Y el agua de la ducha va cayendo
sobre la desnudez flagrante y compartida
y no aminora el ardor de ese Ojo vivo
clavado en la pulpa de ser hombre,
ese sol sin párpados brillando
sobre la piel empapada por el chorro
de un gran incendio líquido.
Nuestros pies
chapotean en los pozos que las grietas
del piso hacen aflorar en torno a ellos
y un asco en flor asciende hasta la boca:
náusea del agua corrompida que pisamos,
de esos viscosos charcos, de la humedad
pringosa, del olor a orina, de las losas sucias,
asco de tanto desamparo genital
en el centro nítido del cuerpo
mientras el paranoico estupor del mundo
permanece acribillado de ojos y más ojos
dentro de la totalidad de la canícula.

Íbamos por fin saliendo, unos tras otros.

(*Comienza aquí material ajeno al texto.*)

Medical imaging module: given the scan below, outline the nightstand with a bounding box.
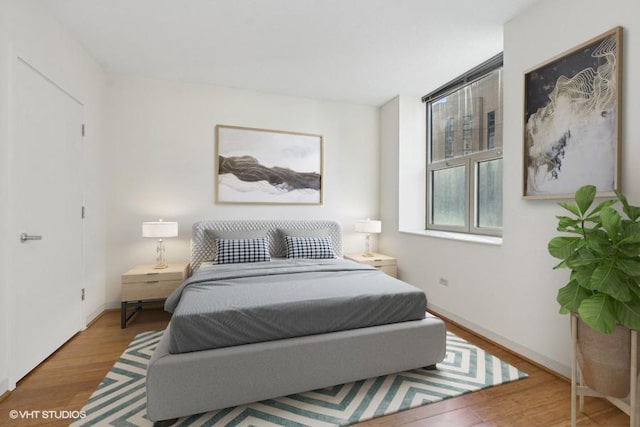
[120,262,189,329]
[344,252,398,277]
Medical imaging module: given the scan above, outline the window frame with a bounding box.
[422,53,504,237]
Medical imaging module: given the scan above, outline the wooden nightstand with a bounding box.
[120,262,189,329]
[344,252,398,277]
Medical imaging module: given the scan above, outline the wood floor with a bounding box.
[0,309,629,427]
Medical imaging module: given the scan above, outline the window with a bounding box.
[422,54,502,236]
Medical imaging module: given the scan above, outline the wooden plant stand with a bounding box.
[571,314,640,427]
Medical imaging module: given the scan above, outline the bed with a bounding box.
[146,220,446,425]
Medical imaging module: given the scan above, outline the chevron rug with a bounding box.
[71,331,527,427]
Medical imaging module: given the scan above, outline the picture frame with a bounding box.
[523,27,622,199]
[215,125,324,205]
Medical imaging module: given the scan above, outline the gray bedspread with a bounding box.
[165,259,426,353]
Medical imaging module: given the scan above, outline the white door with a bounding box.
[9,58,83,382]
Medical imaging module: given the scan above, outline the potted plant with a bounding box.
[548,185,640,398]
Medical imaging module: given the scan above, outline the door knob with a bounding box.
[20,233,42,243]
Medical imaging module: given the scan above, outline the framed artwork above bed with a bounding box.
[215,125,323,205]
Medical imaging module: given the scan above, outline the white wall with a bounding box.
[106,75,379,304]
[381,0,640,375]
[0,0,106,394]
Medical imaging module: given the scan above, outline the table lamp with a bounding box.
[356,218,382,257]
[142,219,178,268]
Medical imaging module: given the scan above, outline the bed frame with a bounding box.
[147,220,446,425]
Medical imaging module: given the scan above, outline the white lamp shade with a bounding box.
[356,219,382,233]
[142,221,178,238]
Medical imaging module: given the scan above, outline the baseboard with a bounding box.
[0,378,11,402]
[428,304,571,381]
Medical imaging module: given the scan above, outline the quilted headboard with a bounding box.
[191,219,342,271]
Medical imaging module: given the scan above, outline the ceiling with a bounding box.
[33,0,537,106]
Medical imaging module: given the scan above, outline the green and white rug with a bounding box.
[72,331,527,427]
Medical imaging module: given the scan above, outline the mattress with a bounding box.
[165,259,427,353]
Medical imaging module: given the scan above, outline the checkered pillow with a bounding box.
[214,237,271,264]
[285,236,336,259]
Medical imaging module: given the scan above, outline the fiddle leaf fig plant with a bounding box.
[548,185,640,334]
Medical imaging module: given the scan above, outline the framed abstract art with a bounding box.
[523,27,622,199]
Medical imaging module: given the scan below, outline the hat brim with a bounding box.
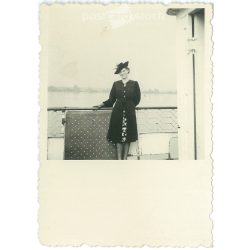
[115,62,128,74]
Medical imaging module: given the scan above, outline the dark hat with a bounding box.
[115,62,128,74]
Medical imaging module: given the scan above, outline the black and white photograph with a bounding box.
[45,4,209,160]
[38,3,213,247]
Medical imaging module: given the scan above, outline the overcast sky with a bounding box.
[47,4,176,91]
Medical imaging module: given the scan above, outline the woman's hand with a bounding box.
[93,103,104,110]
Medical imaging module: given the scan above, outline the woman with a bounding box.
[95,62,141,160]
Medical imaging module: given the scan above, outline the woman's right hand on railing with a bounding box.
[93,104,104,110]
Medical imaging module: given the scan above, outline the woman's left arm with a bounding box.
[135,82,141,106]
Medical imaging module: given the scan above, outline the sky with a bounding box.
[44,4,176,91]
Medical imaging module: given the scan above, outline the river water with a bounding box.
[48,92,177,108]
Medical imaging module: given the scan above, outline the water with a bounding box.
[48,92,177,108]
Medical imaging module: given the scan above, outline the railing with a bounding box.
[47,107,178,159]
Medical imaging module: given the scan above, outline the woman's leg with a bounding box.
[123,142,130,160]
[116,143,123,160]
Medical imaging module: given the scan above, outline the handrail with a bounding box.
[47,106,177,111]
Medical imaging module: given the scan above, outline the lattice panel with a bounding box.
[48,111,64,138]
[64,111,116,160]
[136,109,178,134]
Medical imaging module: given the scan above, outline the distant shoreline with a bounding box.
[48,85,177,94]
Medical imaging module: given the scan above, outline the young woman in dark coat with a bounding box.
[95,62,141,160]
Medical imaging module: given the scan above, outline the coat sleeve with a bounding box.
[103,83,116,107]
[135,82,141,106]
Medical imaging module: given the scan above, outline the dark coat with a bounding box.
[103,80,141,143]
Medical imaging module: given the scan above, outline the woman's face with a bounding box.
[119,68,129,79]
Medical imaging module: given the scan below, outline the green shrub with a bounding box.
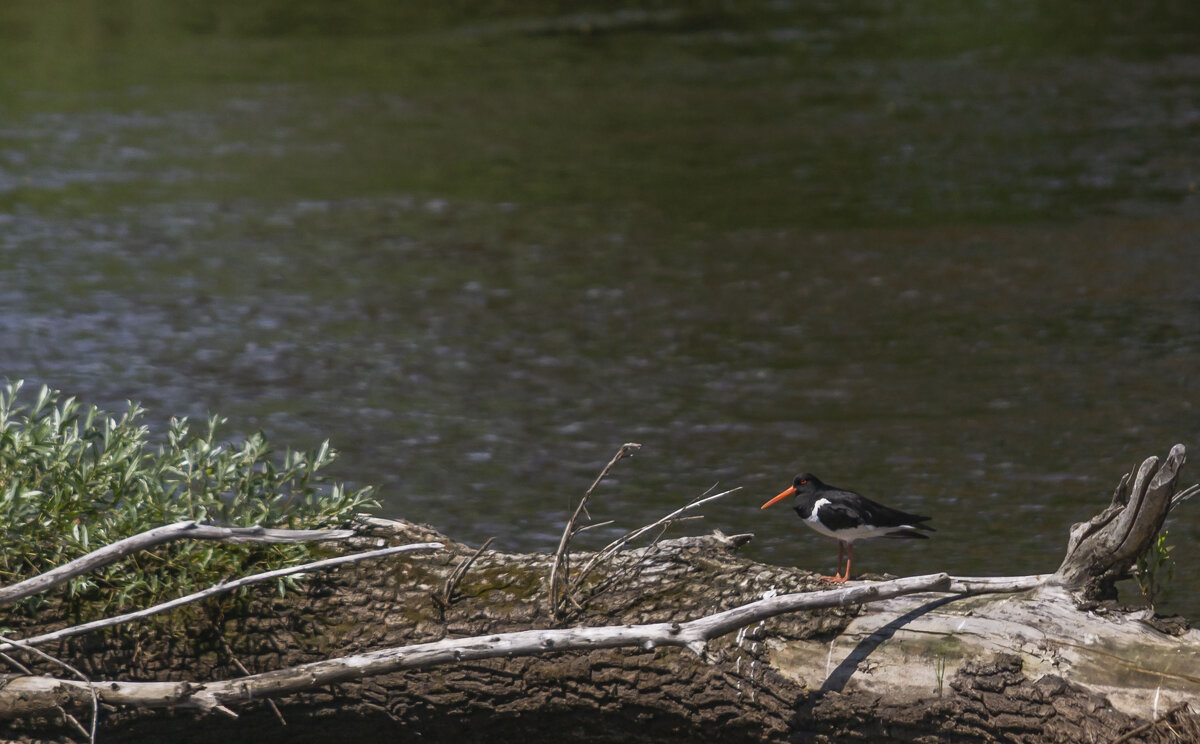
[0,382,377,618]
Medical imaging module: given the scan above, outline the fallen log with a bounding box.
[0,448,1200,742]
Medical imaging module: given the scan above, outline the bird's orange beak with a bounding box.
[758,486,796,509]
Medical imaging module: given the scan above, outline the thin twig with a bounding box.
[1171,484,1200,509]
[442,538,496,607]
[0,635,100,744]
[0,521,355,606]
[0,542,444,652]
[550,442,642,619]
[570,486,742,597]
[220,636,288,726]
[0,574,950,715]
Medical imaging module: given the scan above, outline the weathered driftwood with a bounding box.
[0,451,1200,744]
[1052,444,1186,600]
[0,520,354,605]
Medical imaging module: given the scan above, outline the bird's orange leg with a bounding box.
[821,540,854,584]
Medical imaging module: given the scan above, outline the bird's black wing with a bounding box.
[862,498,937,532]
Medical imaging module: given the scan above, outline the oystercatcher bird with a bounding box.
[760,473,937,583]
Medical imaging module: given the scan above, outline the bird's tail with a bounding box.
[883,524,937,540]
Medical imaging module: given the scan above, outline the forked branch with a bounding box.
[0,521,355,606]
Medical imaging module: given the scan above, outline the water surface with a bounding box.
[0,0,1200,617]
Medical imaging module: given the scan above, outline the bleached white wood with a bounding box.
[0,521,355,606]
[0,542,444,652]
[0,574,950,716]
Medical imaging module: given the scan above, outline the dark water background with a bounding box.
[0,0,1200,619]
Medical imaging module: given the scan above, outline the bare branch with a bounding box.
[0,574,952,716]
[550,442,642,618]
[442,538,496,607]
[0,635,100,744]
[575,486,742,586]
[0,542,444,652]
[0,521,355,606]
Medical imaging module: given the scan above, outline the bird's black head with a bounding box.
[792,473,824,496]
[760,473,824,509]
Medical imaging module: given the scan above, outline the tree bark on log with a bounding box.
[0,448,1200,744]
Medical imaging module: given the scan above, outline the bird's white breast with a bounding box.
[804,498,912,542]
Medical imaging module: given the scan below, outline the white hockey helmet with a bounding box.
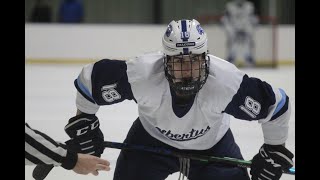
[162,19,209,96]
[162,19,208,56]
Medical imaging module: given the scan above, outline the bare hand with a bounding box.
[73,153,110,176]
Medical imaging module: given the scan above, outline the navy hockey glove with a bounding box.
[64,114,104,157]
[250,144,293,180]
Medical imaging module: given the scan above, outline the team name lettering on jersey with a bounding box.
[239,96,261,118]
[156,126,210,141]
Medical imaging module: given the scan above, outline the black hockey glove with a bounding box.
[250,144,293,180]
[64,114,104,157]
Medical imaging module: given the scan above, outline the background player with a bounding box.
[221,0,258,66]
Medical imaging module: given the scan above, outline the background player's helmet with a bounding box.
[162,19,209,95]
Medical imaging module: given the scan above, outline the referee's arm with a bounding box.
[25,123,78,170]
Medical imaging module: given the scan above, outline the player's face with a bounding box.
[168,55,204,82]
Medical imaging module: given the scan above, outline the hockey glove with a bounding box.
[250,144,293,180]
[64,114,104,157]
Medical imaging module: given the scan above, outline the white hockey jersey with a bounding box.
[75,52,290,150]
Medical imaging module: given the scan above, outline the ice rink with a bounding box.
[25,64,295,180]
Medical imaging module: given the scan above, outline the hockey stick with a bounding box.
[103,141,295,175]
[32,141,295,180]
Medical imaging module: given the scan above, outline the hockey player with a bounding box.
[221,0,258,66]
[65,19,293,180]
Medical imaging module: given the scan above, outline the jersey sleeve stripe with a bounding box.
[272,88,287,116]
[24,151,45,165]
[74,77,96,104]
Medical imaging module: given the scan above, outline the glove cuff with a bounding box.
[61,150,78,170]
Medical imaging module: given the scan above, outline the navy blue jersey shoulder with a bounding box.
[86,59,134,105]
[224,75,276,121]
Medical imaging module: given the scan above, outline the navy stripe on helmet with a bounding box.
[181,20,189,41]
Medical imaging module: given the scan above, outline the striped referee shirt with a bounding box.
[25,123,78,170]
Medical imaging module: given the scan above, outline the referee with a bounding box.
[25,123,110,176]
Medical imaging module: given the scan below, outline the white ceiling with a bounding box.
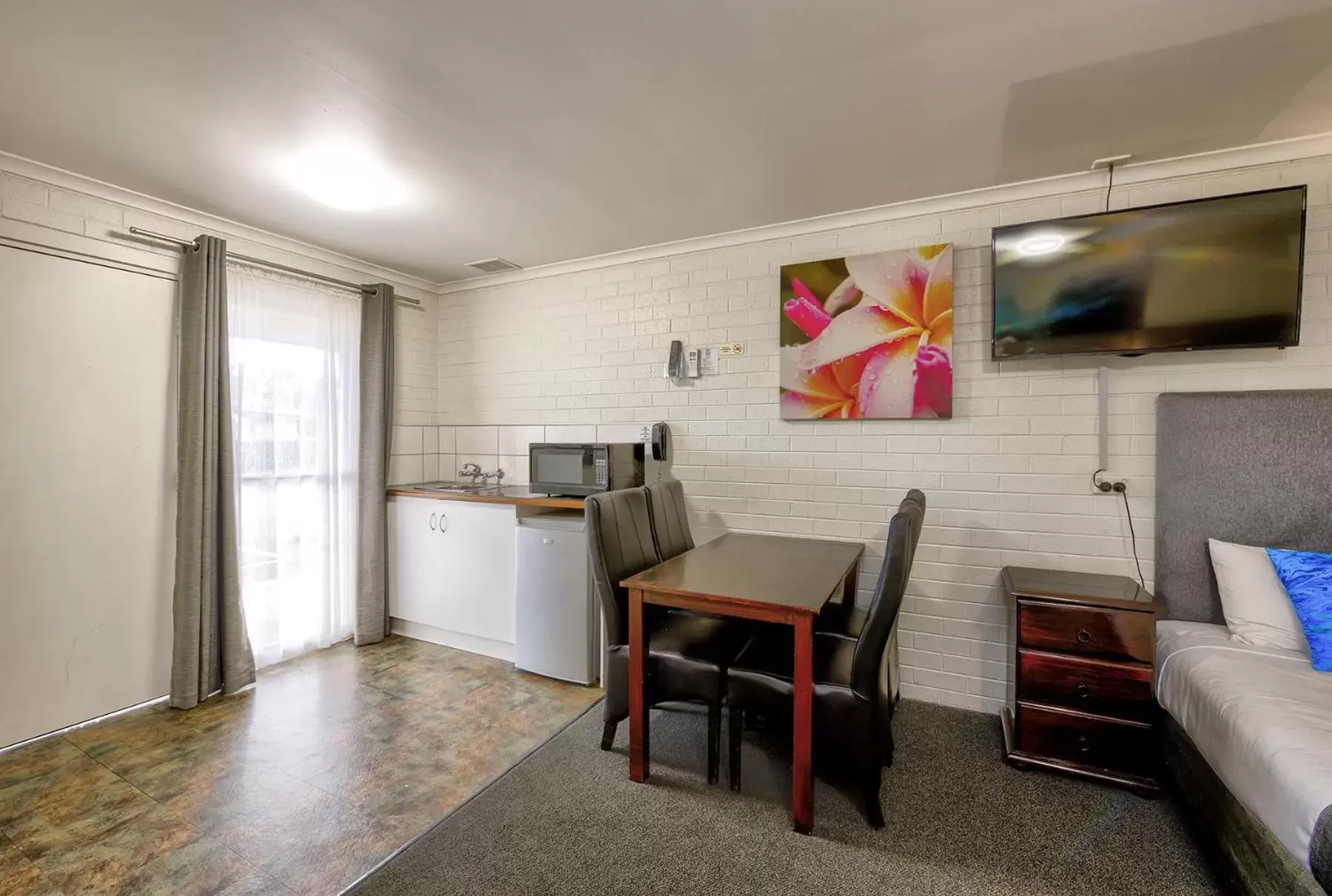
[0,0,1332,281]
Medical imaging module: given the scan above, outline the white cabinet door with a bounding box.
[389,495,448,626]
[438,501,517,644]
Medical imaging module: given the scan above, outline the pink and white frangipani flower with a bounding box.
[781,245,952,420]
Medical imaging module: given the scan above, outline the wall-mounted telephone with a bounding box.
[662,340,684,380]
[653,423,670,461]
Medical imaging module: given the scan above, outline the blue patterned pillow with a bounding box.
[1267,548,1332,673]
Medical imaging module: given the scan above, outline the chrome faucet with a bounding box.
[458,461,503,488]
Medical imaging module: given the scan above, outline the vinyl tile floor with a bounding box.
[0,636,602,896]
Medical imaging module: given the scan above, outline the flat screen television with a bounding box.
[991,186,1307,360]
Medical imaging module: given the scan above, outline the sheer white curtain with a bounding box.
[226,263,361,666]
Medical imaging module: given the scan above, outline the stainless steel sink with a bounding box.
[411,482,500,495]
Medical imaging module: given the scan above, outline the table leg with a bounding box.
[629,588,650,783]
[842,561,861,614]
[791,615,814,833]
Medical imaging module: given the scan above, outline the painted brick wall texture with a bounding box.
[438,158,1332,711]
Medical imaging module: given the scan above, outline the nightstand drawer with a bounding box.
[1018,602,1156,663]
[1018,650,1156,721]
[1018,703,1156,775]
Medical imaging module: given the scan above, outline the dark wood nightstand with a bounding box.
[1003,566,1163,795]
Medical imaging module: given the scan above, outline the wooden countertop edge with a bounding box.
[388,488,583,510]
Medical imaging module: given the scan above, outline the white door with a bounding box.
[0,246,176,747]
[438,501,517,644]
[389,495,448,626]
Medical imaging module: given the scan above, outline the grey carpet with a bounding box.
[352,701,1217,896]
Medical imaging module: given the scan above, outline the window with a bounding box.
[228,265,360,666]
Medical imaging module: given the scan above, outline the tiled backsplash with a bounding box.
[389,423,653,486]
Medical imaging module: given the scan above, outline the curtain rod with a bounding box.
[130,226,421,308]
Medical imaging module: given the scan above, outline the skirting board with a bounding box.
[389,619,514,663]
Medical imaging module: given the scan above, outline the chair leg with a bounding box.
[861,763,883,828]
[726,703,744,791]
[707,700,722,784]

Cabeceaban los árboles. Agosto
refulgía, preciso, en la luz densa
que gravitaba alrededor del patio.
El almuerzo aguardaba (la comida
era tomada con las manos: los cubiertos
podían significar intentos de suicidio).
Y esa ración de cárcel en los dedos
venía a ser otra manera, avergonzada,
de ser siempre observados
-ahora ridículos, asiendo
un puñado de arroz con la torpeza
del que no se habitúa a comerlo de ese modo-,
en cada bocado masticando el pánico
desnudo de Adán a mediodía
que en el baño fue certeza sensorial, clarividencia.